Compared to the watches I stopped wearing probably 5-10 years ago, sure, the
battery is terrible but as I mentioned, I had gotten out of the habit of
wearing watches so this is more like using a phone. It comes with a little
wireless charging cradle that sits on my nightstand right next to my cell
charger. When I go to bed I take it off and put it on the cradle.

Otherwise, it just lasts me all day with no issues and has been a very neat
bit of gadgetry. Nothing life-altering by any means but I got it on sale for
$175 and found that to be acceptable for a watch that allows me to view
notifications at a glance or occasionally toss off a voice command while
driving. Even little things like mirroring turn-by-turn navigation directions
are great when on a bike or motorcycle and you don't want to pull out your
phone or mount it on the handlebars.

And the biggest (and possibly guiltiest) pleasure: I can make the face look
like whatever I want. Loads of great designs out there for apps like
Watchmaker and Facer allow you to download free faces from the creative
community or make your own with some quick presets or some more ambitious
Photoshop. I'm hoping Apple eventually adds this in later software revisions
the way iOS eventually allowed you to change your wallpaper and ringtones.

I think the whole smart watch thing will be a minor hit for a while as the
various models offer some level of gadgetry, a bit of gimmick, and a decent
amount of usefulness at anywhere from $150 to $500+ depending on the maker.
And in a way, I think that the non-essential nature of them makes the battery
thing less of a problem.

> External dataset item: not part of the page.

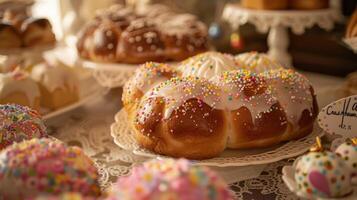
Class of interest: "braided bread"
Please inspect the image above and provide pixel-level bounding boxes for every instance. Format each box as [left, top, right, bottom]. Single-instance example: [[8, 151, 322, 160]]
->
[[77, 5, 208, 64], [123, 52, 318, 159]]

You charge it overnight (and in the case of my watch,
you can recharge from empty in an hour or two if you plan on staying out late)
and in the odd event that you forget your cradle while out of town, you still
have your phone for all of the really useful and important stuff.

------
thewarrior
There's a definite fear this time around to pan the Apple watch given how so
many such predictions have been proven wrong in the past.

But reading between the lines , you can sense that many reviewers feel that
it's a dud.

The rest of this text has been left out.